Kevin studied his face. Bryan’s tone seemed politely cheerful, but there was still an ounce of disappointment hidden behind it all. “Why did you leave?” Kevin asked.

“I had some problems with my dad. Nothing special. But… anyway, I have a favor I need to ask you.”

Kevin said nothing.

Bryan lifted the envelope to eye level. “I need you to take this. I don’t want it anymore.”

“You don’t want it,” Kevin repeated.

“A few years ago, my mom was in the hospital, sick. The docs gave her a one in ten chance of living.” He flapped the envelope again, the paper crinkling. “My mom always liked handwritten letters. She said there was something nostalgic about them, something… melancholic.” The word sounded strange coming from his mouth.

“That letter is from your mother,” Kevin concluded.

Bryan looked at it again, as if he hadn’t realized he was holding it. “My dad didn’t like to visit her in the hospital. I wanted to go alone, so I could talk to her without him looming in the back of the room, listening and judging…” He sighed deeply. “About a week after we last visited, my mom sent this letter. But she was dead before the letter arrived.”

Kevin didn’t know what to say.

Again, Bryan flapped the envelope against his palm. “My dad never saw the letter. I got it out of the mail, and I hid it in my room.”

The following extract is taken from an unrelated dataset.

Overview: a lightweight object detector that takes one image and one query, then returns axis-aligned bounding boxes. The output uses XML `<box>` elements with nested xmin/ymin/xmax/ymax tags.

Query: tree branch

He sneered. “My dad didn’t deserve to see it, didn’t deserve to know her last words.” His face fell a moment later, like a deflating balloon. “I didn’t deserve to read it either. So I never opened it.”

“Why?” Kevin asked again.

Bryan looked away, his gaze on anything but the envelope. “I don’t know, really. I had a fight with my dad last night. Not a big fight, or at least no bigger than any of the others. But I was done with him. It was the last time. So I left, and the only reason I stopped here was because the bike was running out of gas.”

He set the envelope on the table and slid it over to Kevin.

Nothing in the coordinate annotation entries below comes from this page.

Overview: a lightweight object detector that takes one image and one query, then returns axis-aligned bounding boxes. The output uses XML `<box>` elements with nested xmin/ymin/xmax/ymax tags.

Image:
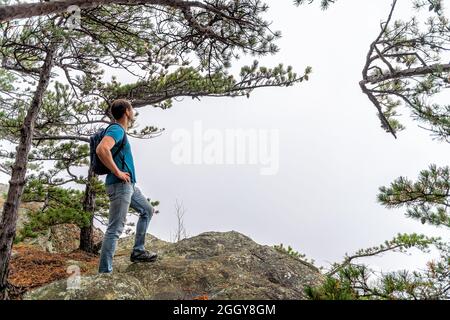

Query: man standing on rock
<box><xmin>96</xmin><ymin>99</ymin><xmax>157</xmax><ymax>273</ymax></box>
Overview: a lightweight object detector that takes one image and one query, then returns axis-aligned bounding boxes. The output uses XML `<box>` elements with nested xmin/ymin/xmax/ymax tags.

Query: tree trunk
<box><xmin>0</xmin><ymin>47</ymin><xmax>56</xmax><ymax>299</ymax></box>
<box><xmin>80</xmin><ymin>166</ymin><xmax>95</xmax><ymax>253</ymax></box>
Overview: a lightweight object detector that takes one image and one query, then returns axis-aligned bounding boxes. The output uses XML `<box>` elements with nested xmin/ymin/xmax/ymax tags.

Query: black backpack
<box><xmin>89</xmin><ymin>123</ymin><xmax>131</xmax><ymax>175</ymax></box>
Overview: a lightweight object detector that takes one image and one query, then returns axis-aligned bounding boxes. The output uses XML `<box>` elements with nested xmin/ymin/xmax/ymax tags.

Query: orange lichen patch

“I need you to take the letter. I don’t want it anymore.”

“Why?” Kevin asked for a third time. He felt foolish for repeating himself. “Why me?”

Bryan smiled, puffing air out of his nose. “You’re somebody. As long as it’s not me or my father, I don’t care who reads that letter.”

Kevin picked it up. He’d expected it to feel special, have a certain weight to it, but it was just crinkled paper. He didn’t want it. It was difficult to say precisely why, but it seemed that this letter wasn’t meant to be read. “Do you have any idea what it says?”

“I have no idea. I keep thinking about the kind of ink she used. Black ink? Red ink? Blue ink? Maybe it was written with a pencil. Maybe it’s written in perfect calligraphy. Maybe it’s meaningless scribbles, a desperate message from a dying mind. Maybe the pages are blank, one last crazy joke to infuriate my father.” He shook his head. “I have no idea. And I have no intention of finding out.”

Kevin stared at the paper, at the address on the front. The address was typed onto a sticker, likely printed off by the hospital. There really was no way of knowing what sort of ink had been used. You couldn’t see through the paper. “The town on the address,” Kevin said. “You really have come a long way.”

Bryan stood up. “I have.” Then as he turned away, he added, “I’m sorry.” It sounded like he meant it.

The boy returned to his table, eating the rest of his meal quickly. He was finished within a matter of minutes. He stood up, paid at the register, thanked the staff, and left. Kevin could hear the motorcycle revving outside.

Kevin wanted to open the envelope right there, right that instant. But something held him back. After he ate his lunch, he brought the envelope home, but still he didn’t open it. He decided to sleep on it, and save it for tomorrow.

Still, he didn’t open it.

This Is How The World Works


She was leaning against the vending machine when The Teacher saw her.

“Shouldn’t you be in class?” The Teacher asked.

The Student shrugged. “Probably.”

The Teacher chuckled. “I’d like you to come with me.”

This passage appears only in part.